Жажда жить
Шрифт:
— Вы правы. Спасибо за совет.
— Вы ведь догадываетесь, откуда мне все это известно?
— От брата, наверное?
— Естественно. Ему такое положение не нравится, да и вашему шефу тоже. Насколько мне известно, мистер Кэмпион собирается на это вам указать. И на вашем месте я бы не стала ждать и все сделала сама.
— Так оно и будет. Обещаю. Вы и впрямь хороший друг.
— Стараюсь. Всего доброго, мистер Холлистер.
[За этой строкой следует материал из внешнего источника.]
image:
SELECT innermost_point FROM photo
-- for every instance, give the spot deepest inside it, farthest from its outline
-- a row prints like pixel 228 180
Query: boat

— Всего доброго, миссис Тейт.
Через некоторое время Холлистер вышел из редакции, сел в машину и поехал в гараж мэрии. Почти тут же, увидев, как тщательно тот запирает дверь, появился главный механик.
— В чем дело, Джек? Опять стартер?
— Да нет, со стартером все в порядке. Просто мне больше не нужна эта машина,
— Почему? Что-нибудь не так? Мне казалось, у тебя с городскими властями хорошие отношения, особенно сейчас.
— Так оно и есть. Просто я только что получил урок.
— Ну, даром он не пройдет, — засмеялся механик, — это я уже сейчас могу сказать.
Холлистер поехал домой на трамвае.
* * *
Квартал Норсенд-Парк, где находился дом Холлистеров, пользовался в Форт-Пенне хорошей репутацией.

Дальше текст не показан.